Es werden zweiseitige Zirkondioxidimplantate verwendet.
Wenn es der Kieferknochen erlaubt, setzen wir die Implantate minimalinvasiv mit Hilfe einer vorher gefertigten Bohrschablone und ohne das Zahnfleisch abzuklappen.

Bei guter Knochendichte ist es möglich, die Implantate mit einem Provisorium sofort zu belasten.

Man kann die Implantate aber auch ohne Belastung einheilen lassen.

Bei nicht ausreichendem Knochenangebot oder schlechter Knochendichte wird der Knochen in einer Erstoperation aufgebaut oder verdichtet.

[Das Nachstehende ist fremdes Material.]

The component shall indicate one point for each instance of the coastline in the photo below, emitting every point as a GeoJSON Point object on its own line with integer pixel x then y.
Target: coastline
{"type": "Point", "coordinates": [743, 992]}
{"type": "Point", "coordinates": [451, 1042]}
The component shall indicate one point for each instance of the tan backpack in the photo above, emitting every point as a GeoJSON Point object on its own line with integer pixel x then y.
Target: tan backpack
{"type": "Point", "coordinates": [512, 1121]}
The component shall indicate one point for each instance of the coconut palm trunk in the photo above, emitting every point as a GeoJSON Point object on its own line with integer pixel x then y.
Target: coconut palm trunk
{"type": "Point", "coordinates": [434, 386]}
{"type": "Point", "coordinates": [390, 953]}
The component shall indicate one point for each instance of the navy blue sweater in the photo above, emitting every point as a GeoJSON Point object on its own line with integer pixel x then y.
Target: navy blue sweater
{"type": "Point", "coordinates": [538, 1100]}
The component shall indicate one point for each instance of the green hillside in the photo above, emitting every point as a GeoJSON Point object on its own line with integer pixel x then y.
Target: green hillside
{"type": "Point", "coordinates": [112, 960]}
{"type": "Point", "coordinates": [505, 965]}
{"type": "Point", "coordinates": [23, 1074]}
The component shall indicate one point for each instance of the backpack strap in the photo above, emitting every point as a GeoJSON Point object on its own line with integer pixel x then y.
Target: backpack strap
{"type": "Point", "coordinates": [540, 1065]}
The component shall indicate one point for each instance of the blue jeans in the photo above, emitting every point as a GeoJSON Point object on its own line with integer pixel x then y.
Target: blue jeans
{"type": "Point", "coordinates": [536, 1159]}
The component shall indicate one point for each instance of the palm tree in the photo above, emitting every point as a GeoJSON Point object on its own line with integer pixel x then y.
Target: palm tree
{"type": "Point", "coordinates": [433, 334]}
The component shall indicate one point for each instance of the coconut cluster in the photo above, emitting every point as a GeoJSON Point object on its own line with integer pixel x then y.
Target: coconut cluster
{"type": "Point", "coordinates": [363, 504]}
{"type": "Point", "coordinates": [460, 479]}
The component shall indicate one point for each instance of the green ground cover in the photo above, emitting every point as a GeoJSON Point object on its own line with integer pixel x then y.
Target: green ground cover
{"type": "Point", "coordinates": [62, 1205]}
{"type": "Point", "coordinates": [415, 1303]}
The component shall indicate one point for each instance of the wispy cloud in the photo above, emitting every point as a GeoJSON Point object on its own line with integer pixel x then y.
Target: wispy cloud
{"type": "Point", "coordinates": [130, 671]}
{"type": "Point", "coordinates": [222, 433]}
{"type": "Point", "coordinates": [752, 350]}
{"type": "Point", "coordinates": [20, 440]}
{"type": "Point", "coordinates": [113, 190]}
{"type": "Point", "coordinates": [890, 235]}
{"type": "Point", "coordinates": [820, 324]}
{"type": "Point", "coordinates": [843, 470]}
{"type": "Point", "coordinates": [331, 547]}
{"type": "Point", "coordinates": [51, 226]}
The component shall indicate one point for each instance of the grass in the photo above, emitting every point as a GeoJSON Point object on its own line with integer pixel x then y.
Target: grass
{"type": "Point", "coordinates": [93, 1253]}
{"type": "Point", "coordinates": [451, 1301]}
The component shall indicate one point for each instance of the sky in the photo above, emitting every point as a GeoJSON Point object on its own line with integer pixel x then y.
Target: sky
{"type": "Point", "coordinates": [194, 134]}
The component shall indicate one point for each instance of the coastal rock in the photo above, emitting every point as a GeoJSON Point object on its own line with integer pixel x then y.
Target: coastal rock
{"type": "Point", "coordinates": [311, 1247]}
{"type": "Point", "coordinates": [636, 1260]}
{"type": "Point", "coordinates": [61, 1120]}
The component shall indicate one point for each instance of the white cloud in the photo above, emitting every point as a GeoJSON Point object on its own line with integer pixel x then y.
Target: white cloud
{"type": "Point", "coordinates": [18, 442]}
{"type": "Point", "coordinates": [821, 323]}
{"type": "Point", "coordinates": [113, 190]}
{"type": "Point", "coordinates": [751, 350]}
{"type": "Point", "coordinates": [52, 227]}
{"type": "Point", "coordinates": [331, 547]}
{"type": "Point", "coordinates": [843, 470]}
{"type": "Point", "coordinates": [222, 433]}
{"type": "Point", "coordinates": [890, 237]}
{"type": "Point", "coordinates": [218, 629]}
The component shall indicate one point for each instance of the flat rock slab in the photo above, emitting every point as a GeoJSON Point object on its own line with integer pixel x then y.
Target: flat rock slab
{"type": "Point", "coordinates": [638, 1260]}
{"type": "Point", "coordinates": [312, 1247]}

Die Beschichtung mit Wachstumsfaktoren ermöglicht uns eine schnellere Einheilung bei reduzierten Schmerzen und reduzierter Schwellung.

2-teiliges Zirkonimplantat mit CGF Beschichtung

Beschichtetes Zirkonimplantat unter dem Elektronenmikroskop

Modellgussarbeiten und Teleskopkronen

Für Modellgussarbeiten, Teleskopkronen und Geschiebearbeiten kommen Acetal, Nylon und monomerfreie Kunststoffe zum Einsatz.

Sie werden nach der Fertigstellung zusätzlich bearbeitet, um eine mögliche Freisetzung von Schadstoffen zu minimieren.

Natürlich werden auch hier die Materialien zuvor auf ihre individuelle Verträglichkeit getestet.